Drifting slightly off topic now, but anyway:
First of all: if things are working fine and you're not annoyed by any problems, you could always say "If it ain't broke, don't fix it"
XFS is, IMO, an archaic thing of old times, no longer necessary for X fonts. But if you want to, by all means, use it, you will probably not notice any difference. Either start up XFS (and check it's config) and uncomment the "unix/:7100" fontpath, or just leave it out, and put your systems font locations directly into xorg.conf.
The line tells the X server that it should look for fonts from a font server running at unix socket port 7100 (which is XFS). If that server isn't running, or not configured properly, X will probably fail. But since X also can look for fonts from directories in your system (look in /etc/X11/fs/config), you could simply just put in these instead, like I suggested earlier.

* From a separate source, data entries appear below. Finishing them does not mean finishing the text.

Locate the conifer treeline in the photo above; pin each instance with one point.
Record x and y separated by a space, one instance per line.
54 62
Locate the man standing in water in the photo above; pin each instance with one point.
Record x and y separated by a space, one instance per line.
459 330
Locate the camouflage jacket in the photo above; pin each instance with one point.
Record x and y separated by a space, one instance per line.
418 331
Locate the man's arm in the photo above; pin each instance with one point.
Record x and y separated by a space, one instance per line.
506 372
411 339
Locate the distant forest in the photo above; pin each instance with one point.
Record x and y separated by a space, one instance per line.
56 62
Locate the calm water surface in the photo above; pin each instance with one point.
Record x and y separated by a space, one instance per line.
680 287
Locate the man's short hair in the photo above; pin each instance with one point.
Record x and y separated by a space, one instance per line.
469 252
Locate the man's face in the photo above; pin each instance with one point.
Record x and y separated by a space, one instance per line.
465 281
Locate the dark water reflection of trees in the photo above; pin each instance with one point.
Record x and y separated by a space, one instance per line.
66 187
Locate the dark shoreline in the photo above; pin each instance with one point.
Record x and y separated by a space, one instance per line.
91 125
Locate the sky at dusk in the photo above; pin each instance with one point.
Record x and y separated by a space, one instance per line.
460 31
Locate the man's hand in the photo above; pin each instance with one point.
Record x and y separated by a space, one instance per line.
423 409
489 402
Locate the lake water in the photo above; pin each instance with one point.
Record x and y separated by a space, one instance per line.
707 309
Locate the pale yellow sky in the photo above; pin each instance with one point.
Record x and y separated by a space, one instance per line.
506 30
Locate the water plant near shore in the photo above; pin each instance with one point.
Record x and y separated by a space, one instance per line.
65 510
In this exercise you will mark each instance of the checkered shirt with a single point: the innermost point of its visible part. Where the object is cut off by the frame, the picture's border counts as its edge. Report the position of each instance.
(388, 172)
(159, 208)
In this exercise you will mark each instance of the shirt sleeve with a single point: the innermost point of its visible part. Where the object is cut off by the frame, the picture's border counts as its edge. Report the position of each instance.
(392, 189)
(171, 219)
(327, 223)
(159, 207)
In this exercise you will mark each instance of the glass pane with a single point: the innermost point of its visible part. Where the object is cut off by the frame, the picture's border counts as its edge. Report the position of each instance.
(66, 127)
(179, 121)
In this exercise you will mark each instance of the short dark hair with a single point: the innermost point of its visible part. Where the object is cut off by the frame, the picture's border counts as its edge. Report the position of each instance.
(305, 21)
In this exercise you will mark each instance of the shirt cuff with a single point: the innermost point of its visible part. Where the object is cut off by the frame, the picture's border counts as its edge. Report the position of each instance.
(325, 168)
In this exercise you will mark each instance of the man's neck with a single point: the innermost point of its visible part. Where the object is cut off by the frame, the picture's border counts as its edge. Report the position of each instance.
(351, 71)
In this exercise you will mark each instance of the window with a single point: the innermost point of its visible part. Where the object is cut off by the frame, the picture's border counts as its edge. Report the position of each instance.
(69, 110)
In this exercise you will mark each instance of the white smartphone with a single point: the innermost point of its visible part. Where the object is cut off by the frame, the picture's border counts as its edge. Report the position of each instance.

Many of todays modern X apps use the XFT/fontconfig solution (client side fonts), for example all KDE3/GNOME/GTK2 apps will use this. It's easy to identify: The XFT/fontconfig enabled clients' fonts are usually rendered with anti-aliasing (default), and have sane human readable names, like `Monospace 9', instead of `-monotype-courier new-bold-r-*-*-*-*-*-*-*-*-*-*'. The point is that this solution is not dependent(AFAIK) upon the old X-server provided fonts (which are configured in xorg.conf). They will therefore pay no attention to missing fonts there. But still, I find it weird your X server starts without XFS and no fontpaths configured in xorg.conf at all, perhaps the location of the "Fixed" font (necessary for X to run at all) is hardcoded into the server, for "emergencies". Check `/var/log/Xorg.0.log' for possible answers.
Hey, isn't this a nVIDIA driver forum, time to stop writing now=).